E la leggerezza è legata a questa memoria, al ricordo che è dolce per sé ed è per questo poetico, come afferma Leopardi, un passato che riaffiora nei ricordi (sono tanti i ricordi del passato), in questo rapporto tra passato e presente, un passato non privo di momenti nostalgici, perduti, irrealizzato, ma per questo pieno di quella lontananza che affascina, un passato che ritorna per mettersi a confronto con il momento che si sta vivendo. Vorrei dire che il tempo, il suo srotolarsi tra il prima e il dopo, come in un vecchio film, è la traccia, il filo conduttore che unisce i vari racconti, così diversi per contenuto e così identici nella loro sostanza, da cui il futuro emerge come speranza nella sua bellezza e luce: “C’è sempre un sogno da raggiungere.
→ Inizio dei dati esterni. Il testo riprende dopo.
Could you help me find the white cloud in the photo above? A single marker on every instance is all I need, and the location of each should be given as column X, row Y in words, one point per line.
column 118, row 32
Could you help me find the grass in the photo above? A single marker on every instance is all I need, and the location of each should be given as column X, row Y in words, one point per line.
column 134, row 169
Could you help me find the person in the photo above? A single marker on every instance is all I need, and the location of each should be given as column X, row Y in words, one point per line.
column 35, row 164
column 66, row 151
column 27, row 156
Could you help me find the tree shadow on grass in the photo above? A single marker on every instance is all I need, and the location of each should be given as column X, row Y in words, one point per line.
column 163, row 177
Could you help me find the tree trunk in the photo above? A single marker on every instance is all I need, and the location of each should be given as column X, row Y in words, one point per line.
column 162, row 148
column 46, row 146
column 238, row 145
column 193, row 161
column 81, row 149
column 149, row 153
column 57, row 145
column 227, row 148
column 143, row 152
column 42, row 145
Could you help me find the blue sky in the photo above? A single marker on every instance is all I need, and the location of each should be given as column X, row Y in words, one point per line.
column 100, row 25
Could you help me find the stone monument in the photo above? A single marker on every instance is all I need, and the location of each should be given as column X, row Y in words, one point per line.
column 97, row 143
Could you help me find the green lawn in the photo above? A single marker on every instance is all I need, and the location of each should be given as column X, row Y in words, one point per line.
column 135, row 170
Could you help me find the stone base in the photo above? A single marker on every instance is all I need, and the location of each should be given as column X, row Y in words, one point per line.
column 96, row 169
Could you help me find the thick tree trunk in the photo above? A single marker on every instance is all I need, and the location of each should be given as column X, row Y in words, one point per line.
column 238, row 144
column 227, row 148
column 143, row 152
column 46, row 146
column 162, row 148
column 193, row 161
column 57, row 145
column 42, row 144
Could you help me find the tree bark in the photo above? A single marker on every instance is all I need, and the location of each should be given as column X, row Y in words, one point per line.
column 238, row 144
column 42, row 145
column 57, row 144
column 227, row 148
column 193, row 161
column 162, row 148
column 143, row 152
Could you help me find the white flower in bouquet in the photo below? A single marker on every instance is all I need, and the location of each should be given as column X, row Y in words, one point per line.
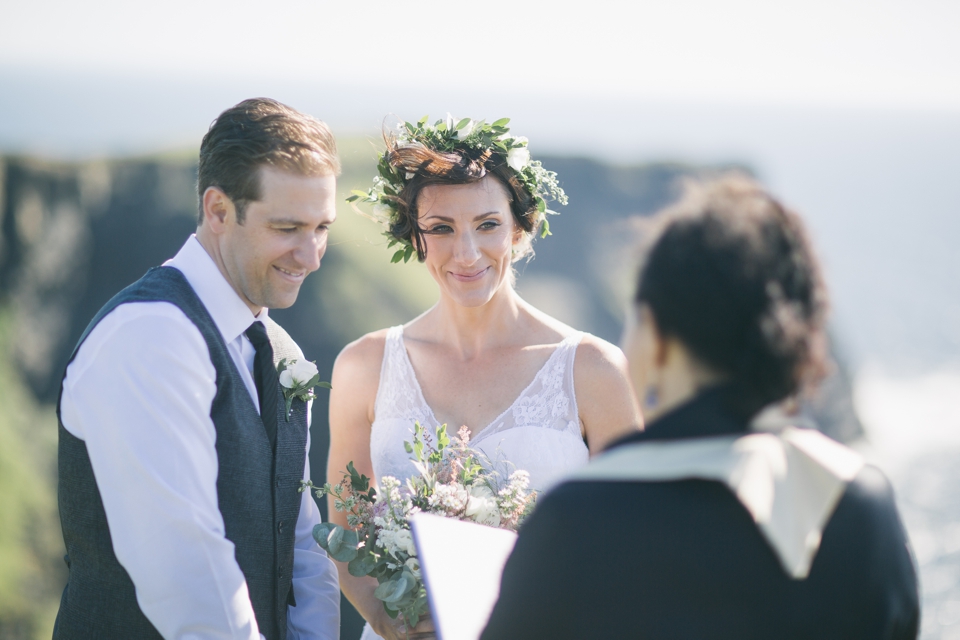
column 452, row 482
column 482, row 506
column 518, row 158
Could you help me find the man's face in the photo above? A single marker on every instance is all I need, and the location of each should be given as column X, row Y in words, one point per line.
column 282, row 238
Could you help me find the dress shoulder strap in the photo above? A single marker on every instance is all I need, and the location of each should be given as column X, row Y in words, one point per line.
column 569, row 346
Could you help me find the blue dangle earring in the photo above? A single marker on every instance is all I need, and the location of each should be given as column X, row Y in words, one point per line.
column 651, row 396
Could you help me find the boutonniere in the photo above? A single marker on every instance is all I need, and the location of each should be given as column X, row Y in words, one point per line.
column 298, row 378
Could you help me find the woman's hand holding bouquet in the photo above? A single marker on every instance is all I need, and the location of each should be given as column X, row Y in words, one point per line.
column 452, row 482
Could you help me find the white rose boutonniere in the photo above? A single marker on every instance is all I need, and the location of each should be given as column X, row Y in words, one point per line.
column 518, row 158
column 464, row 132
column 298, row 378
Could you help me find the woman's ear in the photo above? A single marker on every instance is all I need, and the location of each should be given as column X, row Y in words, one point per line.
column 658, row 343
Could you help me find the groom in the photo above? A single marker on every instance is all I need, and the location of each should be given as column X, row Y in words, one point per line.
column 179, row 466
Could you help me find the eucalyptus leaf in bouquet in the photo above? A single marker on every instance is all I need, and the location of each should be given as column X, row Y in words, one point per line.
column 453, row 482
C’è sempre la speranza di un piacere da trovare nel giorno che verrà” (Da allora ti scrivo).

Allora questo abbeverarsi al sogno, alla sorgente di luce, alla speranza, ai veri valori, questa accusa alla realtà troppo appariscente e vuota, questo richiamo alla “bellezza”, la vera bellezza di cui parla Todorov – e non è casuale che il saggio di Todorov prenda lo spunto dall’ascolto della musica e passi poi all’analisi della poesia – sono gli elementi che portano altrove, in una perenne ricerca, dove la poesia è l’approdo ultimo. Poesia dunque. Tutto trova un senso, amori che sfuggono e finiscono, memorie che ritornano con il loro insegnamento, a volte sofferto, a volte incompreso, nella leggerezza che sfuma e che attrae, come avvolto in un velo di nebbia, come la figura di donna che appena compare “mescolata tra la nebbia e la debole luce di un lampione” in Una sera di novembre. Ma ci doveva essere la “nottola di Minerva”, la hegeliana nottola di Minerva che compare solo sul far della notte per dire, attraverso la figura di Giorgio, di questo amore impossibile, che “la poesia riesce a penetrare le nebbie del futuro”. Ci voleva questa sofferta e dolce perdita per arrivare a Lei: “Cercami ovunque, io sarò lì, sempre, ad aspettarti. Poesia, amante mia”. Ci voleva questa riflessione su se stessi in una grigia giornata di pioggia, questo ripiegamento sul proprio essere per scivolare oltre e per arrivare senza preamboli e senza veli, tutto d’un tratto, a significare: “È per questo che in questo preciso momento afferro la penna e lei, quasi da sola, scrive la mia poesia” (La mia barca). Il capitolo che segue, Fermo immagine, ne è la conseguenza: epigrammatica ricerca in che cosa consista la poesia e il fare poesia; poesia, come ricerca, come luce che si accende “per focalizzare e fermare l’emozione”, e poesia come silenzio.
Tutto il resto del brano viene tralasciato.